SEGUNDO. NOTIFICAR a las partes y a los interesados por el medio más expedito y eficaz.
TERCERO. Si no se impugna, por Secretaría General, DEVOLVER al despacho de origen el expediente ordinario allegado a este proceso en calidad de préstamo y ENVIAR el expediente de tutela a la Corte Constitucional para su eventual revisión. CÓPIESE,
NOTIFÍQUESE Y CÚMPLASE MARÍA ADRIANA MARÍN MARTA NUBIA VELÁSQUEZ RICO CARLOS ALBERTO ZAMBRANO BARRERA ----------------------- [1] Sentencia del 31 de julio de 2012, expediente No. 2009-01328-01(IJ), M.P. María Elizabeth García González. [2] Ver, entre otras, las sentencias SU-917 de 2010 y SU-573 de 2017. [3] Corte Constitucional, sentencia SU-159 de 2002. [4] Corte Constitucional, sentencia T-442 de 1994. [5] Corte Constitucional, sentencia C-590 de 2005. [6] Corte Constitucional, sentencia T-417 de 2008. [7] Ibídem. [8] Corte Constitucional, sentencia SU-226 de 2013. [9] M.P. Carlos Alberto Zambrano Barrera, expediente No. 66001-23-31-000- 2010-00235 01 (46.947). [10] “La ley distingue tres especies de culpa o descuido.
“Culpa grave, negligencia grave, culpa lata, es la que consiste en no manejar los negocios ajenos con aquel cuidado que aun las personas negligentes o de poca prudencia suelen emplear en sus negocios propios.
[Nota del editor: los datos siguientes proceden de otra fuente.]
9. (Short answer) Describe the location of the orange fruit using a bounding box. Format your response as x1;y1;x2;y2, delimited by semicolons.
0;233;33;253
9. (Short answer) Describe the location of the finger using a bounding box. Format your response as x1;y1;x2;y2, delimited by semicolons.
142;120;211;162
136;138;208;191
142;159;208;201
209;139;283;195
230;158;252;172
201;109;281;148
Esta culpa en materias civiles equivale al dolo. “Culpa leve, descuido leve, descuido ligero, es la falta de aquella diligencia y cuidado que los hombres emplean ordinariamente en sus negocios propios.
Culpa o descuido, sin otra calificación, significa culpa o descuido leve. Esta especie de culpa se opone a la diligencia o cuidado ordinario o mediano. “El que debe administrar un negocio como un buen padre de familia, es responsable de esta especie de culpa. “Culpa o descuido levísimo es la falta de aquella esmerada diligencia que un hombre juicioso emplea en la administración de sus negocios importantes.
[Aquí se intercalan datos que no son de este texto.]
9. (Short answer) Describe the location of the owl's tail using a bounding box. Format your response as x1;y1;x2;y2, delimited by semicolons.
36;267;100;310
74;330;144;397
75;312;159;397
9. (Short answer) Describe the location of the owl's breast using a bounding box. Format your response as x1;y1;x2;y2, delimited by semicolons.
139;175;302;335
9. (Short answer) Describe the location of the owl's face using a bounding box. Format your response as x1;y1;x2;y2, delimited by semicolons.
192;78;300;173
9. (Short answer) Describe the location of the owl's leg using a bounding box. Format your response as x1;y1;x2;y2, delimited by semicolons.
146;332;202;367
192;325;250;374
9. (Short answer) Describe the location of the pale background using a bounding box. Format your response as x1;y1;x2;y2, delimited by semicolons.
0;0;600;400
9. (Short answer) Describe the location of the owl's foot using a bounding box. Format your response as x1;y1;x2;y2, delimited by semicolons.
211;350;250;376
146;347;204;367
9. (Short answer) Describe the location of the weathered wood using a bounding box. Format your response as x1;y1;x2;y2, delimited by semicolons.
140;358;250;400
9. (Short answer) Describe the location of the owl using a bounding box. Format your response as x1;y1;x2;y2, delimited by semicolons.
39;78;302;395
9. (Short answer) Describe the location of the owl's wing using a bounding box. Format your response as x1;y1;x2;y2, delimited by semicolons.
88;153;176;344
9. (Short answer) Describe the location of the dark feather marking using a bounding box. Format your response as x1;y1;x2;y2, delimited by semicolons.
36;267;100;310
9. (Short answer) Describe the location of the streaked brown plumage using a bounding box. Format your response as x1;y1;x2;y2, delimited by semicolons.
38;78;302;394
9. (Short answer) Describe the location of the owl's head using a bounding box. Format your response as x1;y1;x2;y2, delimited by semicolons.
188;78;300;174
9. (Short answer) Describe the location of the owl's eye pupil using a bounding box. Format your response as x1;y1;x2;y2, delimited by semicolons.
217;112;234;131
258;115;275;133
Esta especie de culpa se opone a la suma diligencia o cuidado. “El dolo consiste en la intención positiva de inferir injuria a la persona o propiedad de otro”. [11] Al respecto, la Corte Constitucional ha considerado lo siguiente: “(…) la Corte debe advertir, en concordancia con su propia jurisprudencia, que sólo es factible fundar una acción de tutela cuando se observa que de una manera manifiesta aparece arbitraria la valoración probatoria hecha por el juez en la correspondiente providencia. El error en el juicio valorativo de la prueba ‘debe ser de tal entidad que sea ostensible, flagrante y manifiesto, y el mismo debe tener una incidencia directa en la decisión, pues el juez de tutela no puede convertirse en una instancia revisora de la actividad de evaluación probatoria del juez que ordinariamente conoce de un asunto, según las reglas generales de competencia’.
En relación con la competencia del juez de tutela para la evaluación de los cargos relativos a los defectos fácticos, es importante también precisar, que dicho juez no puede constituirse en una instancia para “revisar” las valoraciones probatorias de otros jueces ordinarios” (Sentencia T-086 de 2007 M.P. Manuel José Cepeda Espinosa).